Memory Exhaustion in ESM 6
This discussion will be used to discuss memory utilization issues in ESM. I'm particular what I'd like to call the "staircase to hades" issue.
If you view the graphic below, you can figure out how I came up with the name
The system has a steady event rate, and little activity outside a trend that runs twice an hour. As the chart moves to the right, the system runs out of memory and performance suffers as swapping begins. Does anyone else see this phenomenon on their system?
Our read rates are pretty close to yours (similar setup with fusions)... They vary wildly between 30k to 250k+ on that same dashboard. I have not gotten any solid info as to what would be considered 'good' for this number, and also what exactly it represents/how its calculated...
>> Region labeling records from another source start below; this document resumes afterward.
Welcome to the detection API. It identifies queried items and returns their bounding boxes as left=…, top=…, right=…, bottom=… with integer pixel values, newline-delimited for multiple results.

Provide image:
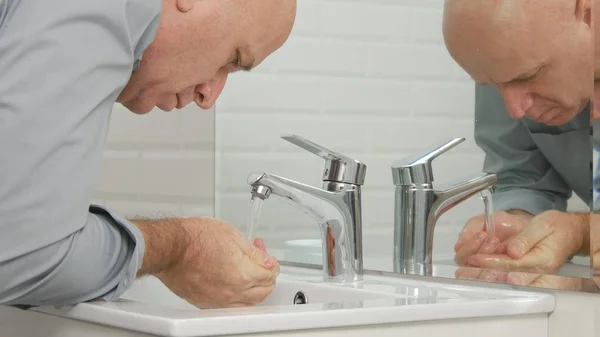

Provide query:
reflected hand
left=455, top=267, right=583, bottom=291
left=467, top=210, right=589, bottom=274
left=454, top=211, right=532, bottom=266
left=590, top=213, right=600, bottom=278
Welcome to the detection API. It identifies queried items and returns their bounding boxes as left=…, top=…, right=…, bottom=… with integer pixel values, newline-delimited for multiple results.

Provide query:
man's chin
left=121, top=102, right=154, bottom=115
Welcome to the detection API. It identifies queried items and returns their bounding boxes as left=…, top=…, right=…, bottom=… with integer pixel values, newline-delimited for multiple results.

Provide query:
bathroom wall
left=215, top=0, right=584, bottom=254
left=94, top=104, right=215, bottom=218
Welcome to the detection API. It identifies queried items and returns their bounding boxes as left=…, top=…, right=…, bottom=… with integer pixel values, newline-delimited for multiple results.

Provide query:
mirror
left=215, top=0, right=596, bottom=291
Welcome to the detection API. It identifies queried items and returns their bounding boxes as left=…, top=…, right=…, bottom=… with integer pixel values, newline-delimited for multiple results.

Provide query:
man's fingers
left=454, top=267, right=483, bottom=280
left=506, top=217, right=554, bottom=259
left=454, top=215, right=484, bottom=252
left=478, top=236, right=500, bottom=254
left=467, top=250, right=559, bottom=273
left=467, top=254, right=521, bottom=271
left=254, top=238, right=267, bottom=253
left=454, top=232, right=487, bottom=266
left=506, top=272, right=541, bottom=286
left=244, top=256, right=279, bottom=287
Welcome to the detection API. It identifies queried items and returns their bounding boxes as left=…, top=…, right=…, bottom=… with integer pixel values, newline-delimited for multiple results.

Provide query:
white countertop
left=32, top=266, right=555, bottom=337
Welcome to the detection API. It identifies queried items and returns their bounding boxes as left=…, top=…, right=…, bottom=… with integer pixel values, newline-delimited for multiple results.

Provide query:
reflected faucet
left=392, top=138, right=498, bottom=276
left=248, top=135, right=367, bottom=283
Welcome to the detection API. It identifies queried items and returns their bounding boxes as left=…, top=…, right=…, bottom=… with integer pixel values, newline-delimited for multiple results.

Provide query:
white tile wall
left=94, top=104, right=215, bottom=217
left=215, top=0, right=584, bottom=254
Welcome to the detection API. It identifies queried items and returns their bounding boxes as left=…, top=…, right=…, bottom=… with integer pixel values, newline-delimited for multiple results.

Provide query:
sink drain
left=294, top=291, right=308, bottom=304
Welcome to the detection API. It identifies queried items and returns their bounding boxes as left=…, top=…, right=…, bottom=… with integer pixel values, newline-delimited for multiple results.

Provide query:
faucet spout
left=431, top=174, right=498, bottom=226
left=248, top=173, right=363, bottom=283
left=392, top=138, right=498, bottom=275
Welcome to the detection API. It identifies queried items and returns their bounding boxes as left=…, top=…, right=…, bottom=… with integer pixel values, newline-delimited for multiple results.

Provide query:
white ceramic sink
left=27, top=266, right=554, bottom=337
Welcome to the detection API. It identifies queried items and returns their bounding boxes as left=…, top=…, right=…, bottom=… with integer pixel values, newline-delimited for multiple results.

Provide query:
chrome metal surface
left=392, top=138, right=497, bottom=275
left=281, top=135, right=367, bottom=185
left=248, top=136, right=366, bottom=283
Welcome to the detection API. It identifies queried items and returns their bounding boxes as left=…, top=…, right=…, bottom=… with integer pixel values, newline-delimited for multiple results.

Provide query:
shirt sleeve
left=475, top=85, right=572, bottom=214
left=0, top=0, right=157, bottom=306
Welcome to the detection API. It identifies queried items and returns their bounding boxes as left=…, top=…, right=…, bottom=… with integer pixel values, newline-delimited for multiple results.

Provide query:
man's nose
left=500, top=86, right=533, bottom=119
left=196, top=71, right=228, bottom=110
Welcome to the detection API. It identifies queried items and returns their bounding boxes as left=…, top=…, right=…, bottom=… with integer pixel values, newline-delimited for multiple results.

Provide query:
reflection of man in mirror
left=443, top=0, right=594, bottom=273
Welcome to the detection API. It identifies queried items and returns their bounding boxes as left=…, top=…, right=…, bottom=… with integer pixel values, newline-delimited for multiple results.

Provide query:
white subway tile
left=292, top=0, right=321, bottom=36
left=409, top=81, right=475, bottom=115
left=139, top=151, right=214, bottom=199
left=319, top=1, right=410, bottom=40
left=369, top=45, right=462, bottom=79
left=176, top=103, right=215, bottom=147
left=321, top=79, right=409, bottom=114
left=216, top=72, right=318, bottom=114
left=95, top=150, right=140, bottom=193
left=410, top=7, right=444, bottom=42
left=217, top=112, right=368, bottom=153
left=272, top=37, right=367, bottom=76
left=106, top=200, right=181, bottom=219
left=108, top=104, right=181, bottom=148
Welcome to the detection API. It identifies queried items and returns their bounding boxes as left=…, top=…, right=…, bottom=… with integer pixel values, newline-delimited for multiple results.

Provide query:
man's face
left=444, top=0, right=593, bottom=125
left=117, top=0, right=296, bottom=114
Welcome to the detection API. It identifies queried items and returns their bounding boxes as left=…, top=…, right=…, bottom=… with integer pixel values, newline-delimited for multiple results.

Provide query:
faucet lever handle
left=281, top=135, right=367, bottom=185
left=392, top=138, right=465, bottom=185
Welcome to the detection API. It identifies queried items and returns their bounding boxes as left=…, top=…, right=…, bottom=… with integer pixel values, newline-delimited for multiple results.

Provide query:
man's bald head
left=443, top=0, right=592, bottom=125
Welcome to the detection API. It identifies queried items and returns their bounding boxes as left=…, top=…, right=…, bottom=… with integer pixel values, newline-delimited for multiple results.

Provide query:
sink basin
left=31, top=266, right=554, bottom=337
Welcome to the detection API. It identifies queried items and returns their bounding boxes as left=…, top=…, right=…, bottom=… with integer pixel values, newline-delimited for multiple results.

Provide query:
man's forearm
left=130, top=218, right=190, bottom=277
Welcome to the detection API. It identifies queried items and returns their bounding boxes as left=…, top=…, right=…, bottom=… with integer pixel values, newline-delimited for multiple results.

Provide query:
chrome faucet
left=392, top=138, right=498, bottom=276
left=248, top=135, right=367, bottom=283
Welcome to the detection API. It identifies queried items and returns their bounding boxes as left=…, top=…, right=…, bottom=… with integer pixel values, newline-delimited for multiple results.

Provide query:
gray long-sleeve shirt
left=475, top=85, right=593, bottom=214
left=0, top=0, right=162, bottom=306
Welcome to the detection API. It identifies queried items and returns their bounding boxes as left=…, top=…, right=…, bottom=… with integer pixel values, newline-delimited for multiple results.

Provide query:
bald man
left=443, top=0, right=594, bottom=273
left=0, top=0, right=296, bottom=308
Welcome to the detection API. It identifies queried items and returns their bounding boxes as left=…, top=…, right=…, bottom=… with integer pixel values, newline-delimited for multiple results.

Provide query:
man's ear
left=175, top=0, right=197, bottom=13
left=575, top=0, right=598, bottom=27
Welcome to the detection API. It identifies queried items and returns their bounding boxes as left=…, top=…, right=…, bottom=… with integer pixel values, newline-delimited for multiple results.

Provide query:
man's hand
left=455, top=267, right=585, bottom=291
left=454, top=211, right=532, bottom=266
left=467, top=210, right=589, bottom=274
left=134, top=218, right=279, bottom=308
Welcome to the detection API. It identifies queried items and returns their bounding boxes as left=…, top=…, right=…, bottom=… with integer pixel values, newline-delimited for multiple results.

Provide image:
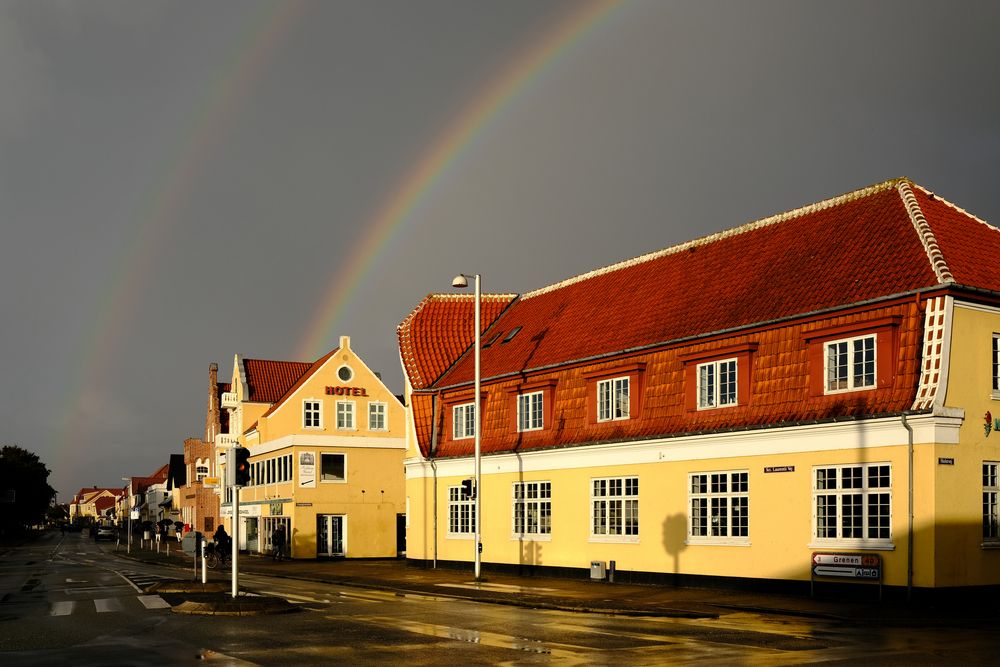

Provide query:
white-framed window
left=513, top=482, right=552, bottom=538
left=697, top=359, right=736, bottom=410
left=688, top=470, right=750, bottom=544
left=517, top=391, right=544, bottom=431
left=823, top=334, right=875, bottom=394
left=302, top=400, right=323, bottom=428
left=983, top=461, right=1000, bottom=544
left=992, top=333, right=1000, bottom=398
left=590, top=477, right=639, bottom=542
left=597, top=377, right=629, bottom=422
left=337, top=401, right=354, bottom=430
left=448, top=486, right=476, bottom=537
left=319, top=452, right=347, bottom=482
left=368, top=402, right=387, bottom=431
left=813, top=463, right=892, bottom=547
left=451, top=403, right=476, bottom=440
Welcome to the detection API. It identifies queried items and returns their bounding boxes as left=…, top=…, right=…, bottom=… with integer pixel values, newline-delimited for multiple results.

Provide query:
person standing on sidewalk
left=271, top=523, right=285, bottom=561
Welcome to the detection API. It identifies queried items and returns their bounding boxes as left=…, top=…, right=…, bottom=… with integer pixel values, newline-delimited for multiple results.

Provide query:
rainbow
left=57, top=2, right=306, bottom=470
left=295, top=0, right=621, bottom=359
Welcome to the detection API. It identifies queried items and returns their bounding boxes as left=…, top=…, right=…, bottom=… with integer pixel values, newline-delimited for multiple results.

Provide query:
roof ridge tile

From a 'feel' perspective, most things seem fast (reporting being the exception), considering our EPS.
I'm kind of with Ray on this one; I have de-tuned MySQL since that seems to be the cause of our "memory leak" and things have been pretty stable. I'm still flushing the cache every hour and have some other ESM stuff bumped up.
These are "microseconds" and not even milliseconds. So it's a pretty short timespan. In usual operation, we're seeing between 7-8k microsecond (so that's 7-8 millisecond) retrieval times over the past hour.
For the past 24 hours we're seeing the average at 183k microseconds, so 183 milliseconds. That's 1/20th of a second per event retrieval. I'm not sure how that rates/compares, but it doesn't seem too bad.
I'm having issues with "Loading events..." messages when opening an Active Channel in ESM (regardless of sorting field, field-set, filtering conditions, etc). Sometimes painting events in a channel takes multiple seconds. If you're experiencing an overall good 'feel' with those retrieval numbers that would suggest a network issue on our side. I'll be looking into this today. Thanks for the quick response!
Painting channels definitely doesn't seem to be slow on our end easily sub-second response times when scrolling through vanilla channels (MRT sort, simple to moderate filters). We do have a decent sized pipe between our SOC and our ESM. The only exception is where we have extremely complex filters (such as active list lookups in channels), or actual broken events (whole other story unrelated).
Network latency definitely has impacts on things such as this - you're right, it might not be a bad idea to check
ESM v3 - v5 performed poorly if there was high latency between the console and manager. I haven't checked ESM 6.x, but it's possible the issue is still there.
What are your ping times between the console system and the manager server?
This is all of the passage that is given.